Хасмаль молча смотрел, как растворяется в Вуали призванный им дух, как гаснут на поверхности зеркала последние следы холодного пламени.
Овладевший им холод распространялся изнутри — от сердца, внутренностей, духа — к пальцам рук и ног. По коже забегали мурашки, и Хасмаль невольно поежился, хотя в каюте было душно и жарко. Говорящая процитировала Винсалиса преднамеренно — он в этом не сомневался. Целиком отрывок звучал так:
«Все люди смертны, Антрам. Все они стареют, дряхлеют и, наконец, переползают в темные могилы, а оттуда в адское пламя либо в холод забвения — в соответствии с исповедуемым теологическим учением. Но лишь немногим из них боги дают задание, возлагают на них особое бремя, открывают перед ними дорогу к величию, которая — если пойти по ней — возвысит их над густыми облаками самодовольства, ослепляющими большинство глаз и туманящими большую часть ушей. Лишь немногим боги дают испытать истинную боль, способную уничтожить надутую мягкую подушку, позволяя ощутить остроту и драгоценную суть жизни, возносящей героев и во всей наготе позорящей трусов перед толпой. Ты, Антрам, совершишь великое. Ты будешь видеть, будешь ощущать, будешь дышать и наслаждаться всяким дарованным тебе мигом. И ты претерпишь великую боль. А однажды — рано или поздно — умрешь.
Все люди смертны, Антрам. Но живут немногие».
В Калимекке, в центре дома Сабиров, в тихой комнате, выходившей на благоухающий жасмином сад, беспокойно расхаживал Ри Сабир. Комнату окутывала тьма — не горела даже свеча, — однако мрак не беспокоил его; Ри прекрасно видел там, где обычный человек счел бы себя слепым. Он ходил вдоль ряда застекленных дверей, не замечая сладких ночных ароматов, не обращая внимания на ветерок, колышущий прозрачные шторы.
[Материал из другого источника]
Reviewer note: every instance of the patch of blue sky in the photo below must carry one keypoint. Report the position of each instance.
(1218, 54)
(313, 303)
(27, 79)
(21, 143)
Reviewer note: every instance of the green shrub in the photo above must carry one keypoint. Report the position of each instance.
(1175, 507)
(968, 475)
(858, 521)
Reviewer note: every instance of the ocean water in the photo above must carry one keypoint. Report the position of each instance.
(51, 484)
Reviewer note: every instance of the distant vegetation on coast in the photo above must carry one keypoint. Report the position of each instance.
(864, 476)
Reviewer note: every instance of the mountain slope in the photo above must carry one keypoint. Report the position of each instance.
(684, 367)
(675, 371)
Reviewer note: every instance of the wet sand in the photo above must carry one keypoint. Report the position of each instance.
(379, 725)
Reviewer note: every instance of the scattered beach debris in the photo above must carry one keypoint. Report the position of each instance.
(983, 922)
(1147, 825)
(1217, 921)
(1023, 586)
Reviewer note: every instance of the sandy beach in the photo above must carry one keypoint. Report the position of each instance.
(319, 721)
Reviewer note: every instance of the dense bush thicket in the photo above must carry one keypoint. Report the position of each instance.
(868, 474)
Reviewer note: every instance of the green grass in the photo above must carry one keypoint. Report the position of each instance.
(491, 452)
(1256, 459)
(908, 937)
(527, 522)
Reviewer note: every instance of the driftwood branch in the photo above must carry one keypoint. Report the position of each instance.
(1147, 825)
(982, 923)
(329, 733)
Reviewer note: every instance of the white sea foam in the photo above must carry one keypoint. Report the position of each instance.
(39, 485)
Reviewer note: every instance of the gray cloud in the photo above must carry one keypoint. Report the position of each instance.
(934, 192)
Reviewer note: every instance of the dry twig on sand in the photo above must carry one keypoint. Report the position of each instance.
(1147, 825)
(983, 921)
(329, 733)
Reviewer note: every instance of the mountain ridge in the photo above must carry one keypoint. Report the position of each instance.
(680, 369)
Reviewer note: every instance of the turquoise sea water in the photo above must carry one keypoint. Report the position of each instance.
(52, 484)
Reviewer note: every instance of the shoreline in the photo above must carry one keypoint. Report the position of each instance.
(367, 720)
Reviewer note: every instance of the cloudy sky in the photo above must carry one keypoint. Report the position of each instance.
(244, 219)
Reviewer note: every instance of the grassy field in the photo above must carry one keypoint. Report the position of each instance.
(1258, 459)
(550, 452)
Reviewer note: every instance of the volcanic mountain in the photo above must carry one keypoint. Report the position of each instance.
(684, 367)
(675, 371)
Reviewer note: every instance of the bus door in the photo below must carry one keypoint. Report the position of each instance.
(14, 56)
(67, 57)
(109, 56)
Он томился в темнице собственных мыслей, возле позорного столба из слов — и сказанных им, и оставшихся непроизнесенными. И он не мог обрести мира.
— Ждите меня, — сказал он Янфу. — Я должен побывать у матери; нужно хотя бы попытаться уговорить ее. Но, даст ли она мне свое благословение или нет, мы отплываем сегодня ночью.
А потом Треву, вечно опасавшемуся за сестер:
— Обещаю, твои сестры не претерпят никакого бесчестья от нашего поступка. Я не допущу этого.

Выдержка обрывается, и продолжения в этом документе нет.